Der Besichtigungsanspruch hat in Deutschland bereits eine längere Geschichte, blieb allerdings beinah ebenso lange weitgehend Theorie. Bereits in den 1980er Jahren auf Grundlage von §§ 809, 810 BGB anerkannt, lag der Besichtigungsanspruch zunächst wegen (allzu) restriktiver Vorgaben 20 Jahre praktisch brach, bis der Bundesgerichtshof im Jahr 2002 seine Rechtsprechung teilweise liberalisierte (BGH, Urt. v. 02.05.2002 – I ZR 45/01, GRUR 2002, 1046 – Faxkarte). So etwas wie Aufwind brachte allerdings erst die Einführung des § 140c PatG im Jahr 2008, der auf Artt. 7 und 8 der europäischen Enforcement-Richtlinie beruht.
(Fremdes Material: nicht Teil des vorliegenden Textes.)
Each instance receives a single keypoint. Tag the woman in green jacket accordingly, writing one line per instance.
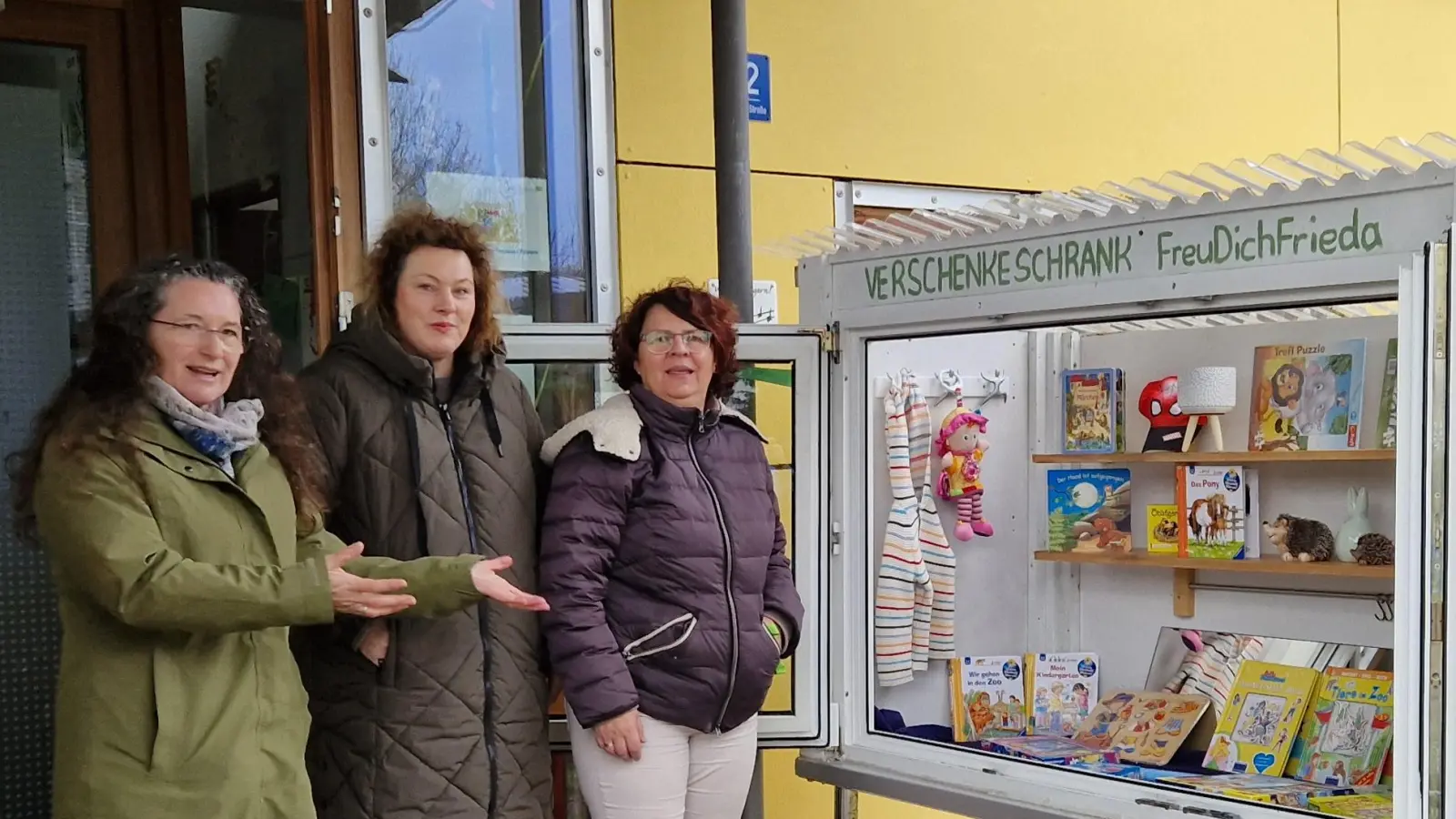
(177, 489)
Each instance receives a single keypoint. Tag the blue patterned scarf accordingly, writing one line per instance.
(218, 431)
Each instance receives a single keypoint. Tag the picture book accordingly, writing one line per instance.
(1092, 411)
(1055, 749)
(1089, 511)
(1062, 690)
(1256, 787)
(1257, 729)
(1308, 395)
(1142, 727)
(1385, 420)
(1354, 806)
(987, 697)
(1162, 528)
(1213, 508)
(1347, 733)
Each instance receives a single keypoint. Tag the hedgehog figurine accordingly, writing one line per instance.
(1300, 538)
(1375, 550)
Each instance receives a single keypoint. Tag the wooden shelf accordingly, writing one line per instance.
(1186, 570)
(1279, 457)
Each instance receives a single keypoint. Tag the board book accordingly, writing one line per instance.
(1257, 729)
(1094, 416)
(987, 697)
(1385, 417)
(1062, 690)
(1213, 508)
(1089, 511)
(1308, 395)
(1346, 736)
(1142, 727)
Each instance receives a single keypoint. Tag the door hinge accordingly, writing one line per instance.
(829, 339)
(346, 309)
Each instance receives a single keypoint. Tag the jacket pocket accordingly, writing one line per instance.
(662, 639)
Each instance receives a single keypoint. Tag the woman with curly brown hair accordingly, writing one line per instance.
(662, 561)
(174, 484)
(431, 450)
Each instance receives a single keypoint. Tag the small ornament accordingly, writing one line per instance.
(961, 445)
(1375, 548)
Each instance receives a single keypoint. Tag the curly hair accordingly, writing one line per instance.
(106, 395)
(419, 227)
(695, 307)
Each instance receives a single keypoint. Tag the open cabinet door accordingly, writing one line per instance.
(1423, 522)
(783, 389)
(334, 160)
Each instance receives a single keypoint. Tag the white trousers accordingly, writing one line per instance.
(683, 774)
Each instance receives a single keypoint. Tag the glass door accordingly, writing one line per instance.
(66, 228)
(781, 387)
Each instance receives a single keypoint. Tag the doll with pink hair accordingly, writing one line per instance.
(961, 445)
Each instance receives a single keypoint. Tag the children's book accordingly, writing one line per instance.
(1213, 509)
(1256, 787)
(1142, 727)
(1162, 528)
(1308, 395)
(1346, 736)
(1060, 690)
(1257, 729)
(1354, 806)
(987, 697)
(1092, 411)
(1089, 511)
(1055, 749)
(1385, 421)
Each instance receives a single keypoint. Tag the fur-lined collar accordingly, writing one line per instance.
(616, 429)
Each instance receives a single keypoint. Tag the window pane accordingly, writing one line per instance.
(487, 120)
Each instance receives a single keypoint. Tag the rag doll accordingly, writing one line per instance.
(1300, 538)
(960, 446)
§ 140c PatG und europäische Pendants

§ 140c PatG gibt dem Patentinhaber ein Recht auf Besichtigung eines mutmaßlich patentverletzenden Gegenstands sowie auf Vorlage von beweisrelevanten Dokumenten, einschließlich Bank-, Finanz- und Handelsunterlagen. Dieser Anspruch wird typischerweise im Wege der einstweiligen Verfügung durchgesetzt (Stichwort: Überraschungseffekt) und gestattet es dem Patentinhaber, Betriebsräume des vermeintlichen Verletzers durch Gerichtsvollzieher, Sachverständige und Rechts- und Patentanwälte unangekündigt besuchen und inspizieren zu lassen. Der Vorteil besteht darin, dass der Patentinhaber bereits im Vorfeld eines Patentverletzungsstreits die Beweisbarkeit seines Anspruchs prüfen und sichern kann.
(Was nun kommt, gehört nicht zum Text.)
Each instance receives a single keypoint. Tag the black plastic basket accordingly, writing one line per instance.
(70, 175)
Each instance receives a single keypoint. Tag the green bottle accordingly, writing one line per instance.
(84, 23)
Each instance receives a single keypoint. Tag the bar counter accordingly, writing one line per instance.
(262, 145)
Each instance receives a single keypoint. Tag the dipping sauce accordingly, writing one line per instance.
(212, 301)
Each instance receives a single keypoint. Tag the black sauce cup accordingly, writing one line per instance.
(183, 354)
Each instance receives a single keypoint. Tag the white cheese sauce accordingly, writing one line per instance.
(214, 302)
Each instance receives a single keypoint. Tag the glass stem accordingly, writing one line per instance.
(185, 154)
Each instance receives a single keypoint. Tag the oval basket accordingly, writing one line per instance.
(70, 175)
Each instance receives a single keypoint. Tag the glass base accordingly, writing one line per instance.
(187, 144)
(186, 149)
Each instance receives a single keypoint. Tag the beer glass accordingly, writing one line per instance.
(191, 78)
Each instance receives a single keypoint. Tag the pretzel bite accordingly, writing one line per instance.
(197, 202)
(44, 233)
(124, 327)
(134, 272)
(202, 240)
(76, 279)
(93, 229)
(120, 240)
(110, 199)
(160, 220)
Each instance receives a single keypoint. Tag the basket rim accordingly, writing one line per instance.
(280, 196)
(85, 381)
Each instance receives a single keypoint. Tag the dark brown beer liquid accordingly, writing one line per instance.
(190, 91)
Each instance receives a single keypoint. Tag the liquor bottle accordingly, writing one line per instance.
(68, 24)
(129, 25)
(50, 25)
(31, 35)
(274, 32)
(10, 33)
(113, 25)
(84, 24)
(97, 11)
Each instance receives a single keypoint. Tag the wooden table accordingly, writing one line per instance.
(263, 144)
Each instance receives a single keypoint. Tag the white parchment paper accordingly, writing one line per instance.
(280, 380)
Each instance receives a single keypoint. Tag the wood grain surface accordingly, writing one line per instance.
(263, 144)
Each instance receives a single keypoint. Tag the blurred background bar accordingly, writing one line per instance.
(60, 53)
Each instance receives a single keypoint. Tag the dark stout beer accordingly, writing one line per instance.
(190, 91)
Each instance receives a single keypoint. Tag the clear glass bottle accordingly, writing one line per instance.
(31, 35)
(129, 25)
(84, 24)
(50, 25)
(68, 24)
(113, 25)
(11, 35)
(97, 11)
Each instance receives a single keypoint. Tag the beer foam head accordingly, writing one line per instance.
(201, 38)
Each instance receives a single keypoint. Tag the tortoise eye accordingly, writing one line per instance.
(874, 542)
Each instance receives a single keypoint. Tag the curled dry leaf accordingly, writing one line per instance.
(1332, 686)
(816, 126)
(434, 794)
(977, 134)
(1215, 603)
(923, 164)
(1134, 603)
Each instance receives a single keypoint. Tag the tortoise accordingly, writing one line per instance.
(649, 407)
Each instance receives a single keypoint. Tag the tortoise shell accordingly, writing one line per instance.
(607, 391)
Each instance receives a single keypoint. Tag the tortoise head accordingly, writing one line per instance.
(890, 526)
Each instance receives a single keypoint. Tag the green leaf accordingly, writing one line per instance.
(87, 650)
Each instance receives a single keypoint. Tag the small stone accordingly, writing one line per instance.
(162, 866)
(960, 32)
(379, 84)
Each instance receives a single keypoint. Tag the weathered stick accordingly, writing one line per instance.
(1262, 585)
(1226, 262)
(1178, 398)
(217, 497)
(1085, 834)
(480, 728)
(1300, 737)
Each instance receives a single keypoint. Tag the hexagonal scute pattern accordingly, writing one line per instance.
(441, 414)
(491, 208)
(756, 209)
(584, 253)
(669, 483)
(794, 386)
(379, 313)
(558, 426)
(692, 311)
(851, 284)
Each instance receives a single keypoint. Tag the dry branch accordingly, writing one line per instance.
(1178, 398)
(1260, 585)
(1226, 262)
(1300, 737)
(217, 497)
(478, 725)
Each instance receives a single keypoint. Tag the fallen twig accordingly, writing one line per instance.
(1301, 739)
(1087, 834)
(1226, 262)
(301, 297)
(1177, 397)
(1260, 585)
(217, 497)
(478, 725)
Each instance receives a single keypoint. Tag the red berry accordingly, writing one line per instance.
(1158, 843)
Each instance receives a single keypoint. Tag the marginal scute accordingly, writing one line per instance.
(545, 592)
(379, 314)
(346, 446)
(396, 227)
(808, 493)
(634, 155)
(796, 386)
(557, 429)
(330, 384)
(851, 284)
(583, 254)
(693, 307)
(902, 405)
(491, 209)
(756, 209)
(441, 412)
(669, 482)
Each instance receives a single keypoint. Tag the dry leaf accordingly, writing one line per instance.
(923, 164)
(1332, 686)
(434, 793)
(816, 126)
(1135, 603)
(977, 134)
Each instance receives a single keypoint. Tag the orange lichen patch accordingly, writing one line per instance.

Voraussetzung ist allerdings, dass der Patentinhaber das Gericht davon überzeugen kann, dass eine hinreichende Wahrscheinlichkeit für eine Patentverletzung besteht. Bloße Spekulationen reichen nicht hin, fishing expeditions soll es nicht geben. Vielmehr müssen der zu besichtigende Gegenstand, das Verfahren oder die vorzulegende Urkunde so genau wie möglich bezeichnet und der Ort angegeben werden, an dem sich diese befinden. Es liegt auf der Hand, dass hier ein gewisses Spannungsverhältnis zu dem Zweck der Besichtigung besteht, die Sachverhaltsaufklärung überhaupt erst zu ermöglichen und Beweise für eine Patentverletzung zu sichern. Im Übrigen ist der Anspruch subsidiär und unterliegt einem Verhältnismäßigkeitsvorbehalt: Ist der Patentinhaber zwingend auf gerichtliche Hilfe angewiesen? Ist die Besichtigung zur Begründung von Ansprüchen des Patentinhabers erforderlich?

Vor diesem Hintergrund fällt § 140c PatG was die praktische Relevanz anbelangt, trotz der Fortschritte durch die Enforcement-Richtlinie, Im internationalen Vergleich nach wie vor relativ deutlich zurück. Dazu muss man noch nicht einmal die U.S. Discovery bemühen, die in Kontinentaleuropa vielfach noch immer etwas argwöhnisch beäugt wird. Es reicht bereits ein Blick nach Italien oder Frankreich und Belgien, wo mit der Descrizione bzw. der Saisie Contrefaçon praktisch ungleich bedeutsamere Instrumente der Sachverhaltsaufklärung zur Verfügung stehen. So steht etwa die Saisie Contrefaçon in Frankreich in etwa 80 % der Fälle am Anfang eines Patentverletzungsstreits. Der Antragssteller muss hier lediglich seine Qualität als Inhaber des Schutzrechts nachweisen. Es ist nicht von der Hand zu weisen, dass einem niedrigschwelligen Besichtigungsanspruch auch ein Missbrauchspotential innewohnt. In der Praxis sind solche Fälle allerdings selten.

Fazit

Der Besichtigungsanspruch nach § 140c PatG kann – trotz seiner Restriktion – ein Mittel sein, dem Patentinhaber aus größter Beweisnot zu helfen. Eine (noch) effektivere Sachverhaltsaufklärung wäre freilich wünschenswert, weil sie womöglich langwierige Prozesse abkürzen oder eine frühzeitige einvernehmliche Einigung fördern könnte. Häufig wird es sich daher anbieten, zunächst den Weg über Italien, Frankreich oder die USA zu gehen, und zu versuchen, dortige Erkenntnisse nach Deutschland zu importieren.